We use BLEU and ROUGE to check how good a computer's text is compared to human writing. They help us see if the computer's words make sense and match what we expect.

Checking if a machine translation sounds like a real human translation.
Measuring how well a chatbot's reply matches a good answer.
Comparing summaries made by a computer to summaries written by people.
Evaluating text generated by AI for stories or articles.
Testing improvements in text generation models during training.
Syntax
NLP
from nltk.translate.bleu_score import sentence_bleu
from rouge_score import rouge_scorer

# BLEU score example
reference = [['this', 'is', 'a', 'test']]
candidate = ['this', 'is', 'test']
bleu_score = sentence_bleu(reference, candidate)

# ROUGE score example
scorer = rouge_scorer.RougeScorer(['rouge1', 'rougeL'], use_stemmer=True)
scores = scorer.score('this is test', 'this is a test')

BLEU compares words and phrases between candidate and reference texts.

ROUGE focuses on overlapping words and sequences, often used for summaries.

Examples
Calculates BLEU score for a candidate sentence against one reference.
NLP
reference = [['the', 'cat', 'is', 'on', 'the', 'mat']]
candidate = ['the', 'cat', 'sat', 'on', 'the', 'mat']
bleu = sentence_bleu(reference, candidate)
print(f'BLEU score: {bleu:.2f}')
Computes ROUGE-1 and ROUGE-L scores between two sentences.
NLP
scorer = rouge_scorer.RougeScorer(['rouge1', 'rougeL'], use_stemmer=True)
scores = scorer.score('the cat sat on the mat', 'the cat is on the mat')
print(scores)
Sample Model

This program compares a candidate sentence to a reference using BLEU and ROUGE. Since both texts are the same, scores will be high.

NLP
from nltk.translate.bleu_score import sentence_bleu
from rouge_score import rouge_scorer

reference = [['the', 'quick', 'brown', 'fox']]
candidate = ['the', 'quick', 'brown', 'fox']

bleu = sentence_bleu(reference, candidate)

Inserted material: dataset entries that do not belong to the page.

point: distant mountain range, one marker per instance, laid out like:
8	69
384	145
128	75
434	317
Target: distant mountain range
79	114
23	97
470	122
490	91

scorer = rouge_scorer.RougeScorer(['rouge1', 'rougeL'], use_stemmer=True)
scores = scorer.score('the quick brown fox', 'the quick brown fox')

print(f'BLEU score: {bleu:.2f}')
print('ROUGE scores:', scores)
OutputSuccess
Important Notes

BLEU scores range from 0 to 1, where 1 means perfect match.

ROUGE gives multiple scores; F-measure balances precision and recall.

Both metrics work best with multiple reference texts for fair comparison.

Summary

BLEU and ROUGE help measure how close generated text is to human text.

BLEU focuses on matching phrases; ROUGE focuses on overlapping words and sequences.

Use these scores to improve and compare text generation models.